The solution of @odow works great, but is broken by JuliaFormatter pass. Unfortunately, there seems to be no way to #! format: off # hide at the same time ^ ^" A keyword argument would solve this as well.

iago-lito avatar Mar 15 '24 17:03 iago-lito

It would also be great if this keyword is added, that it then requires the example to throw.

try  #hide
throwing_call()
catch err; showerror(stderr, err); end  #hide

Works well, but it doesn't fail when the statement unexpectedly doesn't throw.

AntonReinhard avatar Oct 11 '24 14:10 AntonReinhard

@AntonReinhard You can make it fail like so:

try  #hide
throwing_call()
throw("Unexpected success.") #hide
catch err; showerror(stderr, err); end  #hide

iago-lito avatar Oct 14 '24 09:10 iago-lito

@AntonReinhard You can make it fail like so:

try  #hide
throwing_call()
throw("Unexpected success.") #hide
catch err; showerror(stderr, err); end  #hide

This would just print "Unexpected success." when throwing_call() does not throw. I would want it to fail while building the docs.

AntonReinhard avatar Oct 14 '24 09:10 AntonReinhard

@AntonReinhard println("Unexpected success") would just print it, but throw("Unexpected success") will make whatever process fail, unless the string is caught by Documenter, which I doubt ;)
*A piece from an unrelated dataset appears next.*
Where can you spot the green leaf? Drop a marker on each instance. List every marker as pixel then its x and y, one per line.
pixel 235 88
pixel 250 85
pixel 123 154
iago-lito avatar Oct 14 '24 10:10 iago-lito

@AntonReinhard println("Unexpected success") would just print it, but throw("Unexpected success") will make whatever process fail, unless the string is caught by Documenter, which I doubt ;)

I mean you are explicitly catching and printing it, so of course it gets caught. I just tried it.

AntonReinhard avatar Oct 14 '24 10:10 AntonReinhard

Wops! Sorry I get what you mean. The actual workaround would be much more verbose indeed :(

struct UnexpectedSuccess <: Exception end #hide
try  #hide
throwing_call()
throw(UnexpectedSuccess()) #hide
catch e; e isa UnexpectedSuccess ? rethrow(e) : showerror(stderr, e); end  #hide

So, yeah, having a nice option for this + auto implementation of Base.showerror(::IO, ::UnexpectedSuccess) would be nice.